Alem Tsadik

Personal information
- Full name: Alem Nigus Tsadik
- Nationality: Ethiopian
- Born: 25 February 1998 (age 28)

Sport
- Sport: Athletics
- Event: Long-distance running

Medal record
Women's athletics
Representing Ethiopia
World Cross Country Championships
| Gold medal – first place | 2026 Tallahassee | Senior team |

= Alem Tsadik =

Ethiopian track and field athlete

Alem Nigus Tsadik (born 25 February 1998) is an Ethiopian long-distance and cross country runner.
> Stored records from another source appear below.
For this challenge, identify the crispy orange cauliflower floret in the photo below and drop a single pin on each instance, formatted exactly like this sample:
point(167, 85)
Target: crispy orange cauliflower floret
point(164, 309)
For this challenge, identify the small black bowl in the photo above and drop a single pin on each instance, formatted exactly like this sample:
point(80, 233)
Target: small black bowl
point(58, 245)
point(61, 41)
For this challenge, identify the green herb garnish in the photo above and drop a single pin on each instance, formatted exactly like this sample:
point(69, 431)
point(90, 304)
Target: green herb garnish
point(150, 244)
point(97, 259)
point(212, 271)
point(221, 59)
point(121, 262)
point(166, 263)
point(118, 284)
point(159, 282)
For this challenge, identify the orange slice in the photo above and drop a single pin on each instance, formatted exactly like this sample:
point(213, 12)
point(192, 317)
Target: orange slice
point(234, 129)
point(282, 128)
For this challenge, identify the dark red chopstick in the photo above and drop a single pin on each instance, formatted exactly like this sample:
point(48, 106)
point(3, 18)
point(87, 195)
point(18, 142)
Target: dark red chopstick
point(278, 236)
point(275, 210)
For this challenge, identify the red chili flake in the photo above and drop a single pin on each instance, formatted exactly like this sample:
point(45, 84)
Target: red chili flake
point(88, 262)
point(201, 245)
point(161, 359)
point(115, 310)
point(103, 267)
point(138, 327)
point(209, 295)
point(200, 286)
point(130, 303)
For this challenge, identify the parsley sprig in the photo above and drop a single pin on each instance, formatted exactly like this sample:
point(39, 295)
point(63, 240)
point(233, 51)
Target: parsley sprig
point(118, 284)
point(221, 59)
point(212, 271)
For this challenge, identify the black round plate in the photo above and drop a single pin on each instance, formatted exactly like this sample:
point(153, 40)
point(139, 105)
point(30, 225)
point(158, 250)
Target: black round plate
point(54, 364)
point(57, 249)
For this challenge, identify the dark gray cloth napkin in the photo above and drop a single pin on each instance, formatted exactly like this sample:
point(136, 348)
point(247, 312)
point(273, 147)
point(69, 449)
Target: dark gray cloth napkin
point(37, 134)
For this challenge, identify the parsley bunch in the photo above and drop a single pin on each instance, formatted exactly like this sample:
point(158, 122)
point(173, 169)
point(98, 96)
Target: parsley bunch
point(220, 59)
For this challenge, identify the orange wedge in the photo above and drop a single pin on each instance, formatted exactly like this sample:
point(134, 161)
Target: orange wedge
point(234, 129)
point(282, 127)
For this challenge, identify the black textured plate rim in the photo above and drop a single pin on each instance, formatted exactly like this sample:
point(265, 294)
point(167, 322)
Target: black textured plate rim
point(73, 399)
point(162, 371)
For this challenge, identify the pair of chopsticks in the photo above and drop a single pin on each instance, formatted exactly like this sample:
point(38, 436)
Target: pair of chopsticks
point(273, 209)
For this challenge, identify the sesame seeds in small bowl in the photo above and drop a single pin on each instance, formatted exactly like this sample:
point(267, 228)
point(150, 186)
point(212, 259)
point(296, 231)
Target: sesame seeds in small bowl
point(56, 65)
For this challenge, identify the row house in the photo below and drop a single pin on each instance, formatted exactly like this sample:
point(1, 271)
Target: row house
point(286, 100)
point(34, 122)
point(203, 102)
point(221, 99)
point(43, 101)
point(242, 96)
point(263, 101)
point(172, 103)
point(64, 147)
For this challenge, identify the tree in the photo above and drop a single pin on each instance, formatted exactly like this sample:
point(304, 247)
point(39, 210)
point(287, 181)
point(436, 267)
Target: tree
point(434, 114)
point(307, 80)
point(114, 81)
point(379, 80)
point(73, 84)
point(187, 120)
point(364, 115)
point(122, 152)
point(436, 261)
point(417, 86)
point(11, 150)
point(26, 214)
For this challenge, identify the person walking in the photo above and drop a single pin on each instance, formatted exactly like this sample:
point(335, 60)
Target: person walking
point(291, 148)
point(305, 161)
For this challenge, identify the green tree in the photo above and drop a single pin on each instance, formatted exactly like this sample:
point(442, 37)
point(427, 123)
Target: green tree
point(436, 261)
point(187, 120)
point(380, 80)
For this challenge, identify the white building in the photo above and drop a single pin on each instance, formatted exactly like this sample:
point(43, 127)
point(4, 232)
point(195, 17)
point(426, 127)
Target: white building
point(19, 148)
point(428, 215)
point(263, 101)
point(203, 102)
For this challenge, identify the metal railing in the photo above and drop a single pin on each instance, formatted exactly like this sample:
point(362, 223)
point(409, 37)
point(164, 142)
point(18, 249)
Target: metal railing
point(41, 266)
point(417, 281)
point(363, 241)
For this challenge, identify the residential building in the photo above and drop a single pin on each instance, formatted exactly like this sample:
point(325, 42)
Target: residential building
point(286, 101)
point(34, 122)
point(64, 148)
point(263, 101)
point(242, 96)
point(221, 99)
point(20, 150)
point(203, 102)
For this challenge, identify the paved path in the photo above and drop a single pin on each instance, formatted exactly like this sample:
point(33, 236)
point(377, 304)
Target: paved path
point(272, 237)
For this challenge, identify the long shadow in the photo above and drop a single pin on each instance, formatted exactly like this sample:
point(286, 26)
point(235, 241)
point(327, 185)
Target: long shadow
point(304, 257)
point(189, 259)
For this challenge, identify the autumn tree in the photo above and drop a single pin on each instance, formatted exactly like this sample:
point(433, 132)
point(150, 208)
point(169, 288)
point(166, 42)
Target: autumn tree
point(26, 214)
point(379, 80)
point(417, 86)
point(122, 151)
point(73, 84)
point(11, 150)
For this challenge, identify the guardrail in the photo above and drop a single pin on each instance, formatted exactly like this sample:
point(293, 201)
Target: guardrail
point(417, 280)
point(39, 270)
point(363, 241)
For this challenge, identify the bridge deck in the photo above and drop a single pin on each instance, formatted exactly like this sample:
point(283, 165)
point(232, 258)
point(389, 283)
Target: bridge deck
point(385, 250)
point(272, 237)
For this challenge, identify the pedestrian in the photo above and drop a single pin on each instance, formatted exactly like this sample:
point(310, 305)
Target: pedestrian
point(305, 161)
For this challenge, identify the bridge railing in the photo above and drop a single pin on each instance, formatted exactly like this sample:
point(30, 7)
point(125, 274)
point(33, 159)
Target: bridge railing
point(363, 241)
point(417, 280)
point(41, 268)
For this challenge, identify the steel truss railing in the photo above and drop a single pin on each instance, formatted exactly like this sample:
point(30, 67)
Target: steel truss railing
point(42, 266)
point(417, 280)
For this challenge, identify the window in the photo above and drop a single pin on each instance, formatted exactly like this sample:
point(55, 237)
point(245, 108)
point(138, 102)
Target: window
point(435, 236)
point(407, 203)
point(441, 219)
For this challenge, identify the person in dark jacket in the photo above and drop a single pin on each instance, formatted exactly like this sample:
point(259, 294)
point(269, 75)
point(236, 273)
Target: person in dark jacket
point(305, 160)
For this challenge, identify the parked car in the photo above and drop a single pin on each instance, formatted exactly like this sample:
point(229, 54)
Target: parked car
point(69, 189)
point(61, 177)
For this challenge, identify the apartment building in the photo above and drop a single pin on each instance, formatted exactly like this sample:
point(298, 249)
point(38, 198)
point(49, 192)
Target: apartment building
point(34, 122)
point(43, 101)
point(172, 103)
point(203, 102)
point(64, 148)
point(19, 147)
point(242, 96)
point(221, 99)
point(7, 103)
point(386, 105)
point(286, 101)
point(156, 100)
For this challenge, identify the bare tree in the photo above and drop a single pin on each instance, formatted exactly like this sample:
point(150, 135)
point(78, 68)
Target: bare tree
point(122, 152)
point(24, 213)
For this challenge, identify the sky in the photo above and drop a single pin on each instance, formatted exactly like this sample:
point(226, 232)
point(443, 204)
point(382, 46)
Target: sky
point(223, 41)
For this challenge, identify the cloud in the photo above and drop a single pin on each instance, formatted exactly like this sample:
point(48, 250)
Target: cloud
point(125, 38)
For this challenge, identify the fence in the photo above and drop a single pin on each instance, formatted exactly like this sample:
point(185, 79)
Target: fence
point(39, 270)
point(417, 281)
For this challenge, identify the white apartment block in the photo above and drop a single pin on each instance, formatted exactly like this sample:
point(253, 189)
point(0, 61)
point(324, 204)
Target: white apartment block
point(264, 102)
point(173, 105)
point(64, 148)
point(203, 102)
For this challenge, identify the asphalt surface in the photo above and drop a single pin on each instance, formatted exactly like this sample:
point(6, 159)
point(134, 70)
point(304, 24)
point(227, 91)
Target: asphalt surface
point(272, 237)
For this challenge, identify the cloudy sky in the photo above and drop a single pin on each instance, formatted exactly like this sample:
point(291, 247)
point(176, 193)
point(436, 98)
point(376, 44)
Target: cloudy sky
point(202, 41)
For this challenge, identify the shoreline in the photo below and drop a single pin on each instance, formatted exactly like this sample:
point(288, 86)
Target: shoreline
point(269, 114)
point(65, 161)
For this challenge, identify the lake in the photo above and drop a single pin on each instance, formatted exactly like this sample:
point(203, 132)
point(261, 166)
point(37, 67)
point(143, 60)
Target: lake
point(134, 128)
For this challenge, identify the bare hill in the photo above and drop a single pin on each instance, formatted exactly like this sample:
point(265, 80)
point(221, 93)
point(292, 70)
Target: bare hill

She was a gold medalist representing Ethiopia in the team event at the 2026 World Athletics Cross Country Championships.

==Biography==
In June 2023, Tsadik won the 10 km Corrida Internationale de Langueux in France, setting a new women's course record of 30:28.

Tsadik placed fourth over 10,000 metres at the 2024 African Championships in Athletics in Douala, Cameroon, in June 2024, running 37:09.02.

In October 2025, she finished runner-up at the Cardiff Half Marathon, in Wales, running 1:07:33.

In January 2026, she was selected for the senior Ethiopian team to race at the 2026 World Athletics Cross Country Championships in Tallahassee, where she had a seventh place finish to help Ethiopia to win the team gold medal alongside Senayet Getachew, Asayech Ayichew and Aleshign Baweke.